Overview
This repository contains code to train a ResNet34-backbone-based U-Net model for detecting lanes using a small sample (~3k images) from BDD-Lane-Detection dataset. The codebase has been refactored and improved for better maintainability, performance, and extensibility.
Code Structure
- The input data files and trained models are saved as Kaggle Dataset.
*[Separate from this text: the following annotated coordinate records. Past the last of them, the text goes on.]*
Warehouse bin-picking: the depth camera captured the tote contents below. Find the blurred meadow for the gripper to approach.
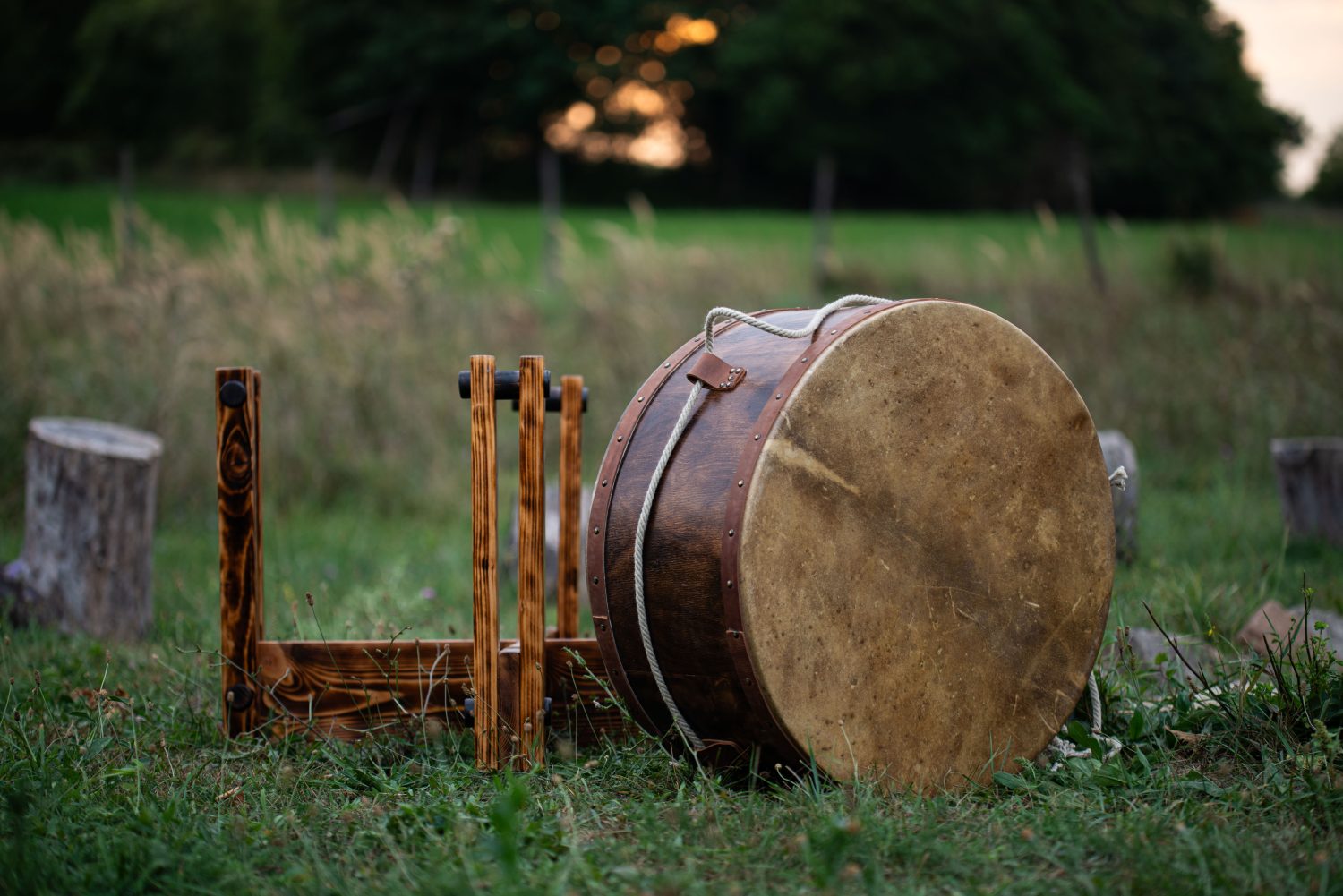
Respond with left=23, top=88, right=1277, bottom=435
left=0, top=0, right=1343, bottom=893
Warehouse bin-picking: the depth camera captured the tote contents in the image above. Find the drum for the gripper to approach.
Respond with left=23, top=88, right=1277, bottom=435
left=588, top=300, right=1115, bottom=789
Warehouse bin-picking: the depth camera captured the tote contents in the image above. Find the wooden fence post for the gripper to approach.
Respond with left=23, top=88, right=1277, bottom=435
left=470, top=354, right=500, bottom=771
left=518, top=354, right=547, bottom=764
left=215, top=367, right=265, bottom=738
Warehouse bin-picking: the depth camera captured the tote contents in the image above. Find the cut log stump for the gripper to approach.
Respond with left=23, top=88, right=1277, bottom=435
left=1270, top=437, right=1343, bottom=547
left=1098, top=430, right=1139, bottom=563
left=15, top=418, right=163, bottom=641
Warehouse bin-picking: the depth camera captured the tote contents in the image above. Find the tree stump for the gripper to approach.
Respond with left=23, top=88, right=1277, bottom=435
left=16, top=418, right=163, bottom=639
left=1270, top=437, right=1343, bottom=547
left=1098, top=430, right=1138, bottom=563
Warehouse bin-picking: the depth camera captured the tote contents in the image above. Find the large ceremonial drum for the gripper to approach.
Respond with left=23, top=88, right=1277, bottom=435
left=588, top=300, right=1115, bottom=789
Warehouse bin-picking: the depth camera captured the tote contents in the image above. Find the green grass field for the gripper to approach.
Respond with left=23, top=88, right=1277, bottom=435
left=0, top=184, right=1343, bottom=893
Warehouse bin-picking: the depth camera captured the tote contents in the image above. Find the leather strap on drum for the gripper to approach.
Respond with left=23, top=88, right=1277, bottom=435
left=685, top=349, right=747, bottom=392
left=634, top=295, right=892, bottom=752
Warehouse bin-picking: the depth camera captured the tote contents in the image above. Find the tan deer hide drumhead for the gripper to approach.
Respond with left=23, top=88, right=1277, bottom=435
left=738, top=301, right=1115, bottom=787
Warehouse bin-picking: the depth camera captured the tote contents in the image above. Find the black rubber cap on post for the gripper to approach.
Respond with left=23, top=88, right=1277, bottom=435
left=513, top=386, right=587, bottom=414
left=219, top=380, right=247, bottom=407
left=457, top=371, right=551, bottom=402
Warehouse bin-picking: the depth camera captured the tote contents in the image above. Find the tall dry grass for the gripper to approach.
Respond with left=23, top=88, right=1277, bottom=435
left=0, top=204, right=1343, bottom=521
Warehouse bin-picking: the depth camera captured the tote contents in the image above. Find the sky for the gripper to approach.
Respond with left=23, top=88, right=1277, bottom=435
left=1216, top=0, right=1343, bottom=192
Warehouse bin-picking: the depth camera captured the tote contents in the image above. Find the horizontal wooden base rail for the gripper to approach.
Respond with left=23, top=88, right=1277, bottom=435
left=257, top=638, right=630, bottom=746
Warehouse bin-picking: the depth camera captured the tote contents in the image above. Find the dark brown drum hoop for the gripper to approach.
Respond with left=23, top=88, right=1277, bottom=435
left=588, top=298, right=948, bottom=763
left=587, top=308, right=808, bottom=733
left=720, top=298, right=947, bottom=763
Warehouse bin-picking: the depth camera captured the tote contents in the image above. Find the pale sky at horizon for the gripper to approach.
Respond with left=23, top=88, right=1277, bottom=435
left=1214, top=0, right=1343, bottom=192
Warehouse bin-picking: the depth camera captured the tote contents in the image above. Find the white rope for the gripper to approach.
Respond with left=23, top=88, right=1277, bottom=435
left=1045, top=671, right=1125, bottom=771
left=634, top=295, right=891, bottom=749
They may be downloaded and placed in the 'data' folder for reproducing the results.
- The Python files in the
src
folder contain the implementations of the model, loss, training loop, data loaders, etc., now with improved type hints, documentation, and error handling. - Jupyter notebooks call the classes and functions implemented in the source files for execution.
New Features
Configuration Management
- YAML-based configuration (
config.yaml
) for easy parameter management - Organized into data, model, training, augmentation, and inference sections
Pipeline Architecture
- End-to-end pipeline for training, evaluation, and inference
- Modular components for better code organization
- Automatic data splitting if predefined splits aren't available
Improved Training
- Better checkpointing with optimizer state
- Early stopping to prevent overfitting
- Proper learning rate scheduling
- Enhanced logging and progress tracking
Advanced Visualization
- Tools for visualizing predictions and training history
- Overlay visualization of segmentation masks
Command-line Interface
- Train, evaluate, and perform inference from the command line
- Flexible arguments for different workflows
Notebooks
Notebook | Description | Link |
---|---|---|
01-data.ipynb | Contains information on datasets, image sizes and labels | Link |
02-transform.ipynb | Experimentations with augmentations like RandomCrop and Horizontal Flips | Link |
03-model.ipynb | Trains the UNet Model | Link |
04-evaluate.ipynb | Evaluated the model performance on random images from validation set | Link |
Solution Approach
The solution involves training a U-Net based segmentation model relying on a ResNet-34 backbone. DICE + BCE is used as loss function and evaluation is done using IoU metric. The final model performance and metrics can be seen below:

The output from scoring the model looks as follows:

The detailed PDF report is available here.
Usage
Configuration
The project now uses a YAML configuration file (config.yaml
) for managing parameters:
# Example configuration
data:
path: "./data"
img_size: 720
batch_size: 8
model:
encoder_name: "resnet34"
encoder_weights: "imagenet"
training:
epochs: 50
learning_rate: 0.0001
Training
Train the model using the command-line interface:
python main.py --mode train --config config.yaml
To resume training from a checkpoint:
python main.py --mode train --config config.yaml --resume checkpoints/model.pt
Evaluation
Evaluate model performance on the validation set:
python main.py --mode evaluate --config config.yaml --checkpoint checkpoints/model.pt
Prediction
Make predictions on a single image:
python main.py --mode predict --config config.yaml --input test_image.jpg --output predictions/
Process a directory of images:
python main.py --mode predict --config config.yaml --input test_images/ --output predictions/
Serving
Web Interface
The model can be served via Gradio interface. The code for the same is in app.py
file.
Below is the screenshot of the demo. It's hosted on
Huggingface
Spaces.
python app.py

The improved Gradio interface now provides three outputs:
- Original image
- Lane mask (green overlay)
- Combined visualization
Requirements
Major dependencies include:
- torch
- torchvision
- numpy
- pandas
- opencv-python
- albumentations
- segmentation-models-pytorch
- gradio
- matplotlib
- PyYAML
See requirements.txt for the complete list with version specifications.